Alors que les pourparlers entre le gouvernement congolais et la rébellion de l’AFC-M23, soutenue par Kigali, viennent d’être délocalisés de Doha en Suisse, une question demeure : pourquoi Kinshasa a-t-il successivement refusé toutes les options africaines proposées, en particulier celle de Lomé, alors que le Togo est le médiateur officiel de l’Union africaine ?
Les négociations entre Kinshasa et les rebelles de l’AFC-M23 ont repris à la mi-avril 2026 en Suisse, après avoir été initialement conduites à Doha, au Qatar. Depuis plus d’un an, les discussions se déroulaient à Doha, sous médiation qatarie. Mais la guerre déclenchée par les États-Unis et Israël contre l’Iran, à partir du 28 février 2026, a bouleversé la donne. Les vols vers Doha sont devenus quasi inexistants, et le Qatar, touché par des tirs iraniens sur la base américaine d’Al Udeid et sur ses infrastructures gazières, s’est recentré sur sa propre sécurité, ne pouvant plus consacrer le temps nécessaire à ce dossier.
Face à cette situation, les médiateurs qataris ont proposé aux parties de délocaliser les pourparlers. Plusieurs destinations ont été envisagées, mais c’est la Suisse (entre Genève et Montreux) qui a finalement été choisie, avec l’accord des deux camps.
Ce qui intrigue, c’est le refus répété du gouvernement congolais d’organiser les discussions sur le continent africain, et plus particulièrement à Lomé.
Pourquoi Kinshasa a refusé Lomé ?
Selon nos informations, lorsque le Qatar a suggéré des solutions de repli en Afrique, plusieurs pays ont été évoqués : la Zambie, ainsi que le Togo, en sa qualité de médiateur officiel de l’Union africaine (UA) dans ce conflit – un rôle autrefois dévolu à l’Angolais João Lourenço.
Or, le gouvernement de Félix Tshisekedi a opposé un veto clair à l’option togolaise.
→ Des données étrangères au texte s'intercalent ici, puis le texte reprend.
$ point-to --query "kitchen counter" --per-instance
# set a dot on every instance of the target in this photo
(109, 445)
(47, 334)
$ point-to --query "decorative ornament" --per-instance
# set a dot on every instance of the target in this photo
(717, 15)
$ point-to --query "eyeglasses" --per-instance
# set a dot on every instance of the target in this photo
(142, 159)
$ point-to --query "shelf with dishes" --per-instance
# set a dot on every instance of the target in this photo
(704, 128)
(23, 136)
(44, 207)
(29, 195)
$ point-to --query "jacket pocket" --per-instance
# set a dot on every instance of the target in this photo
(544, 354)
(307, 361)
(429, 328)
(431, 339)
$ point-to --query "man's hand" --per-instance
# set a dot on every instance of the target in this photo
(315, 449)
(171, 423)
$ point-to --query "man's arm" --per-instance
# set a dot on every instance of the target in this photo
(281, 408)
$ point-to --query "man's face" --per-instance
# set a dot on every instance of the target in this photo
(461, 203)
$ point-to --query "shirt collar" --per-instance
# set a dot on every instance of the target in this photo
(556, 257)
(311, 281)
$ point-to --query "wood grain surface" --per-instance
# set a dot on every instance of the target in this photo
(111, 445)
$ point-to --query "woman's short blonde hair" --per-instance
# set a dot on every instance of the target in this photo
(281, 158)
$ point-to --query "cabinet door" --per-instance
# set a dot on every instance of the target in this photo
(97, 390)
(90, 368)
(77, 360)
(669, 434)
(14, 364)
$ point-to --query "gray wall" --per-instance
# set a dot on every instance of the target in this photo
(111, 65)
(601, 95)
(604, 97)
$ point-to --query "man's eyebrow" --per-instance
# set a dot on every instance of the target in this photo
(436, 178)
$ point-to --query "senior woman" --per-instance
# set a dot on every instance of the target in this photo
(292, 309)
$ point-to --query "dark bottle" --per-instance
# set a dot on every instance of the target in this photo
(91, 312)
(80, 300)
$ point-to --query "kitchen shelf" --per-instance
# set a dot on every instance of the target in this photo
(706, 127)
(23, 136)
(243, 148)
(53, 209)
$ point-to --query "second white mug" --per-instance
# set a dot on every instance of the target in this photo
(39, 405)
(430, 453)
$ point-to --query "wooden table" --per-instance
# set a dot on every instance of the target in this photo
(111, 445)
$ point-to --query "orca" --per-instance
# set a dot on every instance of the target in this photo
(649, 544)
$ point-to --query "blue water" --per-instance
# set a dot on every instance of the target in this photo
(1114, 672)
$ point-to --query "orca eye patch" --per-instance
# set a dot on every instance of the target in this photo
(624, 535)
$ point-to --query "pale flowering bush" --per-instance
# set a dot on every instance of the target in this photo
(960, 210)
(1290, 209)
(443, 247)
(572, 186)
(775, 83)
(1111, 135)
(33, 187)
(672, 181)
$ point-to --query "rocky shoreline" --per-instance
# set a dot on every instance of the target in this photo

Trois raisons principales expliquent cette décision.
Méfiance envers la médiation africaine officielle : Kinshasa considère que le processus de l’UA, incarné par le président Faure Gnassingbé, n’a pas suffisamment apporté de résultats concrets face à l’avancée du M23, que la RDC accuse d’être une simple vitrine de la stratégie rwandaise. Pour l’exécutif congolais, organiser les pourparlers à Lomé reviendrait à légitimer un médiateur jugé trop passif ou trop éloigné des réalités sécuritaires sur le terrain, révèle Africa Intelligence.

Crainte de donner une image de faiblesse : En acceptant des négociations sur le sol africain, sous l’égide d’une institution continentale, le pouvoir de Kinshasa redoute que cela soit perçu comme une reconnaissance de l’AFC-M23 comme un acteur politique légitime. L’option suisse, plus neutre et moins politisée aux yeux de l’opinion congolaise, permet de maintenir une certaine distance.
Préférence stratégique pour un cadre extra-africain : Depuis le début du conflit, Kinshasa a toujours privilégié des médiations extérieures à l’Afrique (d’abord le Qatar, désormais la Suisse) pour éviter les pressions régionales directes, notamment des pays voisins accusés de soutenir les rebelles. Lomé, bien que géographiquement éloigné des Grands Lacs, reste un symbole de l’architecture de paix africaine – que Kinshasa juge actuellement inefficace.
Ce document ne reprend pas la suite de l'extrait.